Business cycles and the provision of social policies may impact decisions regarding childbearing, and it would be reasonable to expect that women with varying levels of educational attainment would respond differently to changes in these factors. However, contrary to hypotheses 3a, hypothesis 4, and hypothesis 5, the results did not reveal any educational trend differentials in parity-specific fertility across the periods of the study. Although the risks were at different levels for educational groups, this homogeneity could indicate that childbearing still is an integral part of society in Kazakhstan, and even highly educated women are still eager to progress to higher-order births. It could also be seen as support for the notion of a broad-based re-traditionalization of the society.

This study extends the literature on different paths of demographic change and the possibility of reversals of fertility transitions to the context of post-Soviet Central Asia.
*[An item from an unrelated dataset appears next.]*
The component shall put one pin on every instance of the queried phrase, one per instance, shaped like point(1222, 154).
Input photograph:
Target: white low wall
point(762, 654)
As Burger and DeLong (2016) argue, trend reversals could be driven by changes in cultural norms that are not always necessarily moving towards more modernist values as in more developed countries. Thus, the Kazakh case may be closer to the experience of, for example, Iran after the Islamic Revolution, when the demographic transition stalled and even temporarily went into reverse (Aghajanian, 1991). It may also resemble patterns in other oil-rich countries in the Middle East where fertility patterns do not necessarily match economic development (Hakimian, 2006; Omran & Roudi, 1993).

The case study of Kazakhstan, as a predominantly Muslim country, may also contribute to the literature on Muslim countries as a case where public gender equality is high in relation to women’s education as well as labour force participation. Thus, the so-called MENA paradox of a mismatch between high educational attainment and low labour force participation (Buyukkececi & Engelhardt, 2021) as a possible explanation for high fertility does not apply to Kazakhstan. Instead, the paradox deepens, as women in Kazakhstan are both highly educated and participating in the labour market to a high extent, yet maintain relatively high fertility.

The limitations of this study are driven by the characteristics of the available data. There is a slight selectivity in the sample of survey respondents with respect to ever being married, as well as selectivity based on the survival of children and co-residence with children in-between the first and last birth, which limits the sample to more recent birth cohorts. Panel data and more accurate measures of ethnicity, religion, and time-varying data on rural/urban residence would be beneficial for future research.

Future research may explore the role of religion in keeping fertility at high levels. Patterns of parity-specific contraceptive use could also be studied to assess the change in contraceptive use and how this may have contributed to the trend reversal that is observed in fertility. If better time-varying data become available in the future, it will be worth exploring the effects of income changes as well as family policy designs on parity progressions to assess the role of widening wealth inequalities and dependence on social support in fertility change.

In sum, the study provides new evidence of a sustained fertility increase in Kazakhstan during the 2000s that is associated with a genuine increase in birth rates across all birth orders, ethnicities, and educational groups. Kazakhstan appears to be an example of a reversed fertility transition with increasing progressions to higher-order births and little fertility postponement. The study also suggests that contextual factors that affect all sectors of Kazakhstani society are at play in determining childbearing behaviour. The parity-specific trends are remarkably similar for ethnic and educational groups that otherwise have had different levels and patterns of childbearing.